Heart attack risk rises after surgery

5 minute read


Patients are at four times the risk in the week after an endoscopy, and three times the risk after vascular surgery.


In the week following outpatient surgery, a patient is up to four times more likely to have a heart attack, and the type of anaesthesia and procedure appear to play a role. 

The Norwegian study of more than 6000 patients aged over 40 found that having a gastrointestinal endoscopy was associated with a four times higher relative risk of heart attack in that first week. 

Vascular surgery had triple the risk, and for urological/gynaecological procedures the risk was twice as high. 

“It is important that clinicians, while performing particularly highly invasive and therefore risk-prone procedures, consider every possible preventive strategy to decrease excess risk by following preoperative health assessment or risk stratification before planning a procedure and also when monitoring after the procedure,” the authors wrote in Heart

The study suggested that, overall, outpatient procedures were generally safe in terms of the post-operative risk of heart attack, but orthopaedic, gastrointestinal endoscopy, urological/gynaecological and vascular procedures were associated with short-term increased risk of acute myocardial infarction, the authors wrote. 

The short-term risk of heart attack was higher after surgical procedures performed under general or regional anaesthesia compared to local anaesthesia, the authors said in the study, which analysed 1000 procedures under local anaesthesia and 7000 under regional/general anaesthesia,  

They also found an increased risk of heart attack after some ENT-mouth, urological/gynaecological and vascular procedures performed under local anaesthesia. 

Overall, the absolute risk of heart attack is 0.73% for people in Sweden, but in the week following the procedure, this jumped to 0.80% in those having gastrointestinal endoscopies and 0.87% for vascular procedures.  

Commenting on the study, senior cardiologist at Sydney’s St Vincent’s Hospital Professor Jason Kovacic?said the study showed that most procedures were very safe, but as the magnitude of the surgery escalated, so did the short-term risk.  

“Our job as physicians is balancing risk and reward and risk and benefit and this paper nicely shows that grading of risk. The more major the surgery, the more the risk goes up,” the Victor Chang Cardiac Research Institute chief executive told TMR.  

“It underscores that it’s a continuum of risk. If you’re just having a tiny mole taken out on your forearm, then it’s extremely unlikely that anything’s going to happen as a result of getting 1mL of local anaesthetic and something cut out.  

“Whereas if you’re going to have a massive hip replacement, and someone has very poor exercise capacity and is getting chest pain, then that’s pretty likely to end in complications.”  

The average age of the study participants was 74, and Professor Kovacic said it was not surprising that the study found that older people who had general anaesthesia had an increased risk of heart attack.  

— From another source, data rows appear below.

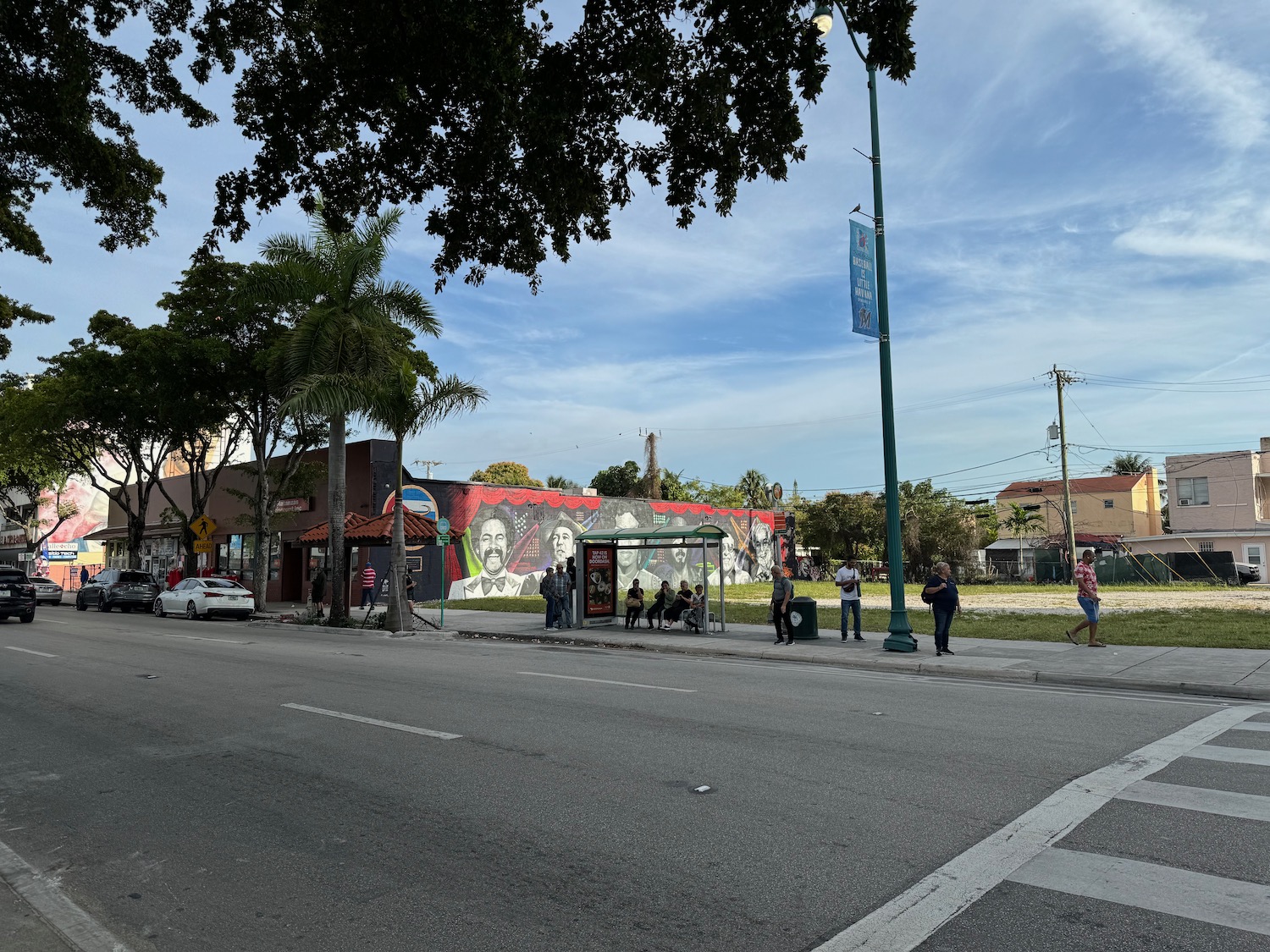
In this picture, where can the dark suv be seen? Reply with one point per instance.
(17, 596)
(119, 588)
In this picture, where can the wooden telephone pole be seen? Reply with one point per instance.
(1061, 380)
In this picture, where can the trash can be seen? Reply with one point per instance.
(803, 619)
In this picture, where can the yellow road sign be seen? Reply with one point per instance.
(203, 528)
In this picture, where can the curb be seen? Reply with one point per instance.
(927, 668)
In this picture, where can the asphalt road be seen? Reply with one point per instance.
(152, 769)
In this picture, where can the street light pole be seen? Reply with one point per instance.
(901, 631)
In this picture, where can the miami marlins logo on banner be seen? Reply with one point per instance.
(864, 282)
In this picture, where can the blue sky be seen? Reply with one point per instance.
(1077, 183)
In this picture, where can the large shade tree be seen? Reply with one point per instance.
(522, 137)
(353, 329)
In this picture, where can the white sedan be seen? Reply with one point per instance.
(205, 598)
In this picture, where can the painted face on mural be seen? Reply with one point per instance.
(492, 545)
(560, 542)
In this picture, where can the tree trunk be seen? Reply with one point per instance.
(337, 503)
(398, 614)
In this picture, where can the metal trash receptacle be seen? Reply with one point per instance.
(803, 619)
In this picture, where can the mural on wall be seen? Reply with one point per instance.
(503, 538)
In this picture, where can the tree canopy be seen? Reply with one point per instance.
(505, 474)
(522, 139)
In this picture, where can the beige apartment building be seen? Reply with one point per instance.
(1102, 505)
(1217, 503)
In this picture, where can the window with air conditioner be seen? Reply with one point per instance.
(1193, 490)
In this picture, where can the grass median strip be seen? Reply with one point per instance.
(1190, 627)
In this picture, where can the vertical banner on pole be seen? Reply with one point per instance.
(864, 282)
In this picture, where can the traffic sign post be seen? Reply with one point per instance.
(444, 540)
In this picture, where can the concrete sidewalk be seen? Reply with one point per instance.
(1234, 673)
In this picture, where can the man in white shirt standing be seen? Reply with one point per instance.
(848, 586)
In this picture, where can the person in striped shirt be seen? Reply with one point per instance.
(367, 586)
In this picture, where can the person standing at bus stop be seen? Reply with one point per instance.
(367, 586)
(782, 591)
(1087, 597)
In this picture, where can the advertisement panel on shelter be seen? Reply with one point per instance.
(601, 581)
(864, 282)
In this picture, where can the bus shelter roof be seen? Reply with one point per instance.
(654, 532)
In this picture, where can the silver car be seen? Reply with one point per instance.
(47, 592)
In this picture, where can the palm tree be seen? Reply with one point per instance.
(754, 487)
(356, 329)
(406, 405)
(1128, 465)
(1019, 520)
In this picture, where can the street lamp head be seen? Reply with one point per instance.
(823, 18)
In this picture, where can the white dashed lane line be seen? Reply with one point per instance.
(601, 680)
(391, 725)
(30, 652)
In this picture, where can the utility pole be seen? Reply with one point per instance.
(429, 464)
(1061, 378)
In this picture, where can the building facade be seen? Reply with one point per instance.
(1102, 505)
(1217, 503)
(502, 537)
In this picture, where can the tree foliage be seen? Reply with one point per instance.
(525, 139)
(617, 480)
(1128, 465)
(505, 474)
(61, 83)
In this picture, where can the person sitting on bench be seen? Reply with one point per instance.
(682, 603)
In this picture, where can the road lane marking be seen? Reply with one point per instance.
(1246, 806)
(1231, 756)
(914, 916)
(406, 728)
(1160, 889)
(601, 680)
(42, 654)
(78, 927)
(197, 637)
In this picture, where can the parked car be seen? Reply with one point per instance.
(206, 598)
(1247, 573)
(17, 596)
(117, 588)
(47, 592)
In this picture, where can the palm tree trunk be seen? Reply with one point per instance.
(396, 619)
(337, 503)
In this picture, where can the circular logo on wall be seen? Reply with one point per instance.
(419, 502)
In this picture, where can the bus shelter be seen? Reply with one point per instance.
(602, 596)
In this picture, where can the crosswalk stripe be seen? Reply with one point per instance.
(1223, 802)
(1160, 889)
(1231, 756)
(911, 918)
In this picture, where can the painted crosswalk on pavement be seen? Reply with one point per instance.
(1168, 848)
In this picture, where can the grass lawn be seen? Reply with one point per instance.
(1201, 627)
(762, 591)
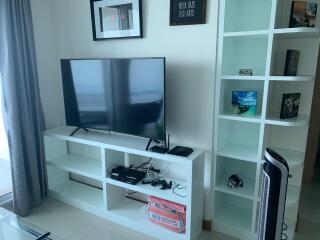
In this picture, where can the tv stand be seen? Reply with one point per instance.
(77, 129)
(92, 155)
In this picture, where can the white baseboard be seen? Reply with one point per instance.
(5, 199)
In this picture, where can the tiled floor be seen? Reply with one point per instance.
(5, 177)
(309, 221)
(73, 224)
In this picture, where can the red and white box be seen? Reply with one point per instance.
(167, 214)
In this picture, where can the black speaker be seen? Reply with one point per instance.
(273, 199)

“Be cognizant that if you’re putting a patient in their 70s through a significant surgery, then it’s important to consider whether they are optimised medically going into that, and whether there is any sort of preoperative assessment necessary. 

“It does underscore that it’s worth a clinical history and if someone’s getting severe chest pain or angina then we need to think carefully about sending them off for a hip replacement in the context of that.”  

One limitation was that subject numbers in some surgical categories were small. For example, only 15 of people had general anaesthesia for vascular surgery.  

“It’s important to bear in mind that given that this is a population-wide study over eight years, the total numbers in some of these groups are still very small and it’s important that we keep those results in perspective. 

“The numbers of events we’re seeing here are quite low, which should be very reassuring to us all.” 

Professor Kovacic said it was important to make a joint decision with the patient, family, physician and surgeon about whether surgery was in the best interests of the patient.  

For some patients the risks of not having surgery would outweigh the risk of having a heart attack, while some semi-elective procedures could potentially be managed in other non-surgical ways if the patient was high-risk, he said.  

Professor Kovacic said it was well known that any major life stressor such as major surgery or surviving a natural disaster increased the risk of heart attack in the following days.  

The researchers said a patient’s health most likely played a key role in the overall risk of heart attack after surgery.  

“The typical AMI (type 2) caused by anaesthesia is generally due to myocardial ischaemia related to drop in blood pressure in vulnerable patients. Probably, it is the type of surgical procedure and the patient’s physical health which pose the most risk, rather than anaesthesia per se.”  

They said the short-term increased risk may be due to significant inflammation after an extensive procedure, “altering the balance between coagulation and fibrinolysis and causing myocardial infarction through atherothrombosis”. 

Another possible explanation may be that antiplatelet medication had been stopped before surgery, increasing the risk of heart attack. 

“Furthermore, an increased risk observed in relation to procedures involving gastrointestinal endoscopy and ENT-mouth might be due to autonomic stress caused by the investigation, leading to a surge of catecholamines and cortisol and to coronary vasoconstriction and plaque instability, which in turn might trigger an AMI in vulnerable patients,” they said.